I am a person with schizoaffective disorder. My wife of 8 years is a manifestation of my illness. AMA.

I've suffered from very similar case on the schizophrenia spectrum. (Whether it's schizoaffective discord or something else, I can't comment)

HOWEVER, I've actually taken steps to get help and improve. I consider myself fully recovered. I can confirm that this may actually something that can happen- you'll have to appreciate that the schizophrenia spectrum is wide and wild, it has many different ailments and faucets.

It's a little hard to explain- and no doubt scary to some- but from my perspective it was a voice in my head at first (many for me, but perhaps one for OP), and this voice doesn't just go away (until you get help)- it's 'pseudo-sentient' with its own opinions (it thinks its sentient but that's technically impossible).

On its own, it's just a voice, that for me is where the illness starts and stops. However, OP has accepted the voice and started using their imagination to conjure up an image in real life- that's less of a hallucination and... something else entirely really.

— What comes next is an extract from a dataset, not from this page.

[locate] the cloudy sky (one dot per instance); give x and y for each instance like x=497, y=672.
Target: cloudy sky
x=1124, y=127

Essentially I don't think the hallucinations or feelings are a result of the illness, they're self-created hallucinations through imagination, wrought to being because of a love for a 'sentient' being in their head which IS the result of an illness- i.e. medicine won't stop the delusions.

That being said, OP may be a weeb that wants attention too- my illness was genuine and I got help. I find it strange that OP hasn't bothered.